This week's Java roundup for September 9th, 2024, features news highlighting: the September 2024 Payara Platform, Piranha Cloud and Micrometer releases, Spring Framework 6.2.0-RC1, Spring Data 2024.1.0-M1, JBang 0.118.0 and Groovy 5.0.0-alpha-10.
JDK 23
Build 37 remains the current build in the JDK 23 early-access builds. Further details on this release may be found in the release notes and details on the new JDK 23 features may be found in this InfoQ news story.
JDK 24
Build 15 of the JDK 24 early-access builds was made available this past week featuring updates from Build 14 that include fixes for various issues. More details on this release may be found in the release notes.
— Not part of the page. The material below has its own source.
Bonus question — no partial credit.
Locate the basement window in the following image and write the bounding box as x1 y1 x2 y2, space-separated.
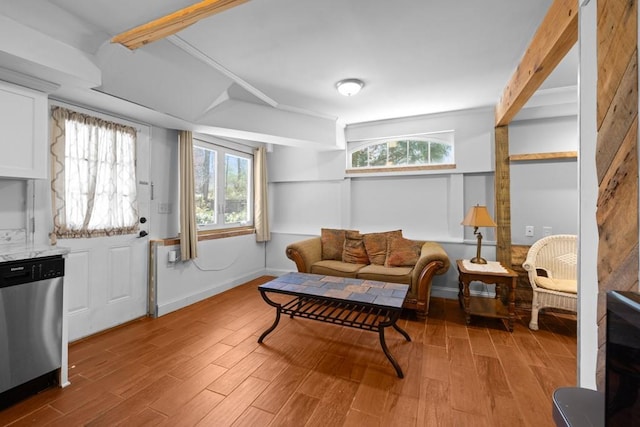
347 131 455 173
193 139 253 230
For JDK 23 and JDK 24, developers are encouraged to report bugs via the Java Bug Database.
GraalVM
Oracle Labs has released version 0.10.3 of Native Build Tools, a GraalVM project consisting of plugins for interoperability with GraalVM Native Image. This latest release provides notable changes such as: a refactor of the MergeAgentFilesMojo
class (and related classes) to remove the macro from the merger
init
command and throw a more informative message from the MojoExecutionException
if the command doesn't exist; a resolution to incorrect results while parsing command-line arguments due to the presence of whitespaces in the Windows file system; and a resolution to the nativeTest
command unable to be executed when using JUnit 5.11.0-M2. More details on this release may be found in the changelog.
Spring Framework
The first release candidate of Spring Framework 6.2.0 delivers bug fixes, improvements in documentation, dependency upgrades and new features such as: an instance of the ResponseBodyEmitter
now allows the registration of multiple state listeners; a rename of some class names for improved consistency in the org.springframework.http.client
package due to the recent introduction of the ReactorNettyClientRequestFactory
class; and a refactor of the ETag
record class for improved comparison logic and exposing it on methods defined in the HttpHeaders
class. More details on this release may be found in the release notes and what's new page.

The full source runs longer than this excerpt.